For many teams, email is the primary form of staying connected, making it critically important but also a major point of stress.
Logistically, the most obvious way to make email more manageable is to just have fewer emails coming in. But in reality, this might actually be the hardest thing to make happen because we’re not totally in control of how many emails we receive every day.
But, there are a number of things you can do with regards to how email is used amongst your team members and therefore strongly influence how many emails you get and send every day. In this episode, I discuss four principles and related tactics for more effective team email along with how to introduce them to your team.

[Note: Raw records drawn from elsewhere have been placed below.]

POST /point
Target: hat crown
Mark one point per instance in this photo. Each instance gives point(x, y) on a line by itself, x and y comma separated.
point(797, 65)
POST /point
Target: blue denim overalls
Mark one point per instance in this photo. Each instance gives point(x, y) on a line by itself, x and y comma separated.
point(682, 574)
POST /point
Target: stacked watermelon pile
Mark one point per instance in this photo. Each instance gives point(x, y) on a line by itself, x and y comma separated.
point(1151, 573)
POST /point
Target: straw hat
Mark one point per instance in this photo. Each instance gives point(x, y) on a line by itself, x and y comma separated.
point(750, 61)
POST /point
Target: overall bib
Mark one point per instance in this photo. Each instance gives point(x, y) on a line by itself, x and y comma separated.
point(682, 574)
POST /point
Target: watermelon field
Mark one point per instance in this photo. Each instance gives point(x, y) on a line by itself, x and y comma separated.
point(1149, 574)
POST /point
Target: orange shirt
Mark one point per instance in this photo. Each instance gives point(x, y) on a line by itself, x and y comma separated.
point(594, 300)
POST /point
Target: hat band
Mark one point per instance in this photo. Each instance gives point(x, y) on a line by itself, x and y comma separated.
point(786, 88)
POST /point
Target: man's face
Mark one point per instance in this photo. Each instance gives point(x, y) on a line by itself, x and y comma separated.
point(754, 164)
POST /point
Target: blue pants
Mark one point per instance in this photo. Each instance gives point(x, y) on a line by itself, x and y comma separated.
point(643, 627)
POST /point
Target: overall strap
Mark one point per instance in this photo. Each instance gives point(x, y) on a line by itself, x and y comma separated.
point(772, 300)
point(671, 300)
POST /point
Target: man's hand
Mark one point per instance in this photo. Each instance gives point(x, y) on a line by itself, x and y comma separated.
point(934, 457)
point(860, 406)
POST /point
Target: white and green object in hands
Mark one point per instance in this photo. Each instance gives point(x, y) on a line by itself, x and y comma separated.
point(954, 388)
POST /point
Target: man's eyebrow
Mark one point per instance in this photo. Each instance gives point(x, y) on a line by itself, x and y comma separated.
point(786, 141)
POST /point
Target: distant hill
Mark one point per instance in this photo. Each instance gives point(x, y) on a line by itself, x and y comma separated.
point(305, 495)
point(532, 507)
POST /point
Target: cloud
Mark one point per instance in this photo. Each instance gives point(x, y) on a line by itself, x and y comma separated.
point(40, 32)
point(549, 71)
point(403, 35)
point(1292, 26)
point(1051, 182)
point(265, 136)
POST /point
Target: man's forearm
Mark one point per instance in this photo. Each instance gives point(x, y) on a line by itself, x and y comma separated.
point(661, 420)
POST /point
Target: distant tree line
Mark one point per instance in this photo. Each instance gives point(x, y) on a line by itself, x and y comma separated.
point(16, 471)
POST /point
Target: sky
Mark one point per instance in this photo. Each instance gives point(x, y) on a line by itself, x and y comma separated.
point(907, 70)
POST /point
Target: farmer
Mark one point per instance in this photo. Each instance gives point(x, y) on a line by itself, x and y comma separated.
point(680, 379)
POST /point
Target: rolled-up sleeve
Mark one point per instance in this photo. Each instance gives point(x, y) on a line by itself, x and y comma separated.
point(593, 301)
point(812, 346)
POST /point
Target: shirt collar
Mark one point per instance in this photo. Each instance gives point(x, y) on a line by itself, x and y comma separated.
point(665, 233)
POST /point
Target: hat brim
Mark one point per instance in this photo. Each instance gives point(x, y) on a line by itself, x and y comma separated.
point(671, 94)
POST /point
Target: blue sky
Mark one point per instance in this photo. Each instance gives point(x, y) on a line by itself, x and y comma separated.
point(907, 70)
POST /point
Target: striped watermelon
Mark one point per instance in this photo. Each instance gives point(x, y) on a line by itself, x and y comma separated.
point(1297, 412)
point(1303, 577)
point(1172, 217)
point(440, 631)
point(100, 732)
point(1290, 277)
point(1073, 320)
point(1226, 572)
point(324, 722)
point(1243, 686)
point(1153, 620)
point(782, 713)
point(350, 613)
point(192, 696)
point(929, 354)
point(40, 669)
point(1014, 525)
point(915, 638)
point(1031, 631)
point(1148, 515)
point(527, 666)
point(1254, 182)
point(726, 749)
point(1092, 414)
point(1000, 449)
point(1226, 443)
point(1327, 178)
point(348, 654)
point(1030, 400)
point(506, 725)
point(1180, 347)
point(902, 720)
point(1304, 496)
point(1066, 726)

This is part two of a two part series on email management. This episode tackles team email practices. Part one, episode 60, covered individual email management practices.
The full episode guide includes sample agendas and activities to help your team redesign its email practices. Get it when you join the Modern Manager community or purchase the full guide at www.mamieks.com/store.
Get the free mini-guide at www.mamieks.com/miniguides.
Subscribe to my newsletter to get episodes, articles and free mini-guides delivered to your inbox.
Read the related blog article: How to Establish Effective Team Email Practices.
- Aligning your team’s email practices is one way to reduce the quantity of emails you receive while enhancing the flow of communication.
- Email is just one tool in your team’s communication toolbox. Clarify how to use email vs chat, meetings, your team collaboration software (e.g. Asana, Basecamp), a document, text message, etc.
- Email is generally well suited for a limited number of activities such as one-way information sharing, communicating with external stakeholders, multiple choice questions, gauging whether a meeting is needed.
- Crafting thoughtful emails may take a few extra minutes but will reduce the back-and-forth, saving time and energy in the long run.
- Consider how your team uses email subject lines. Standardizing subject lines to include a bracketed term followed by a headline makes it easier for the recipient e.g. [ACTION] Your input needed on Monday’s client meeting agenda
- If assigning tasks or making a request, be as precise as possible for the 3 Ws: who is responsible, what do they need to do, when does it need to be done by.
- Explore how your team might structure email content or use formatting consistently to draw attention to important information.
- Establish explicit norms for email such as how and when to use niceties such as the “thank you” response, what a reasonable response time is for regular and urgent emails, whether email should be read/responded to outside of work hours, etc.
- There are not right or wrong ways to design team email practices. Engage your team in this process to decide what make the most sense for your team’s situation.